レビュー 映画『すずめの戸締まり』11月11日(金)
新海誠監督
■背景に定評がある新海誠監督
『天気の子』と『君の名は。』と同じ背景すぎて芸がない。
■サブタイトルはすずめの一目惚れ、すずめの初恋
一目ぼれから始まる物語はこの世に溢れているが、例に習い型から外れずありがちな話。
とにかく長い。1時間で飽きた。
■戸締り
タイトルの為に鍵の開け閉めにカメラがズームインする。しつこすぎる。くどい。
視聴者の耳にタコを付ける如く何度も何度も宗像草太が「後ろ戸(うしろど)」と言う。
意味:仏堂の背後の扉のこと(古典能楽における概念で、神や精霊の世界につながる扉)
もっと後ろ戸をめぐると思えば予想外に少なすぎた。
毎回後ろ戸に同じ鍵穴が出現し、同じ文句で同じ鍵を指す。後ろ戸から出てくる災害生物も同じ。つまらない。

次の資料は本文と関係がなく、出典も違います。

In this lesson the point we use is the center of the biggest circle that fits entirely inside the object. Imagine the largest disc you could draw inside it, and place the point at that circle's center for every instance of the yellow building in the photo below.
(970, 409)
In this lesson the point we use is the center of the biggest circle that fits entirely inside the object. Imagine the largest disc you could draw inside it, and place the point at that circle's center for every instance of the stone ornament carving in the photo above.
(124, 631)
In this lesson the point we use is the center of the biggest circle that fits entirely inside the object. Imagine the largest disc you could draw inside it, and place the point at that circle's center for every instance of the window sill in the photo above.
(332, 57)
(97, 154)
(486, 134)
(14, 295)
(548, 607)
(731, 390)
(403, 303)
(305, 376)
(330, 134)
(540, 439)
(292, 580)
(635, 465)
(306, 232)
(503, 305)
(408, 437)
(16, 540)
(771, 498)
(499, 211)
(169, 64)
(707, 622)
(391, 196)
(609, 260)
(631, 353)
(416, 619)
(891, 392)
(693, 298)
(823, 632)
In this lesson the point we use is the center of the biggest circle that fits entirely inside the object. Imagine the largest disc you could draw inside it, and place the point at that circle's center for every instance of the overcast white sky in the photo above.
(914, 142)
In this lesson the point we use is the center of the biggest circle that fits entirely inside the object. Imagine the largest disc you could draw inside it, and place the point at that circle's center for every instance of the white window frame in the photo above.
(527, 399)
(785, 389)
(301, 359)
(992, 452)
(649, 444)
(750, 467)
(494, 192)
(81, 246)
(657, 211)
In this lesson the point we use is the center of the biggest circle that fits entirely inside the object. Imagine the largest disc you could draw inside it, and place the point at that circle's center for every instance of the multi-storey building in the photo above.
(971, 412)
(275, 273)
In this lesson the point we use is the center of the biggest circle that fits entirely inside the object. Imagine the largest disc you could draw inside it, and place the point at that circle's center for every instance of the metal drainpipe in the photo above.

すずめの戸締りというタイトルなのに、実際にすずめが後ろ戸を閉めた回数は2回。
タイトルにするには少なすぎる。
4歳のすずめに向かって「私はすずめの明日」と言うし、すずめの〇〇が口当たりが良かっただけだろう。タイトル付けが非常に不服である。
■人が死なない
『君の名は。』では糸守町の壊滅、『天気の子』では東京水没と天災により住む土地が失われた描写があったが『すずめの戸締り』では小さな地震のみで一人も人が死なななった。
ハッピーエンド過ぎてダイナミクスにかけ物足りない。
関東大震災をテーマに語っているにしては描写が温過ぎて不満足。
せめて、大地震で交通手段が奪われる描写、住まう家が失われる描写が欲しかった。
すずめがスマートフォンで容易に金銭や交通手段を得るのが不満だった。
苦労とストレスフリーな現代向けの作品だ。
■#ダイジンといっしょ。
1日でTwitterでバズるはずがない。1日で拡散するわけない。
ダイジンの由来が納得できない。「ダイジンに似ている」というのが共感できない。
■ミスリード
宗像草太をすずめの椅子に変えてしまったダイジンのシーンで、ダイジンが悪役だと視聴者をミスリードさせた。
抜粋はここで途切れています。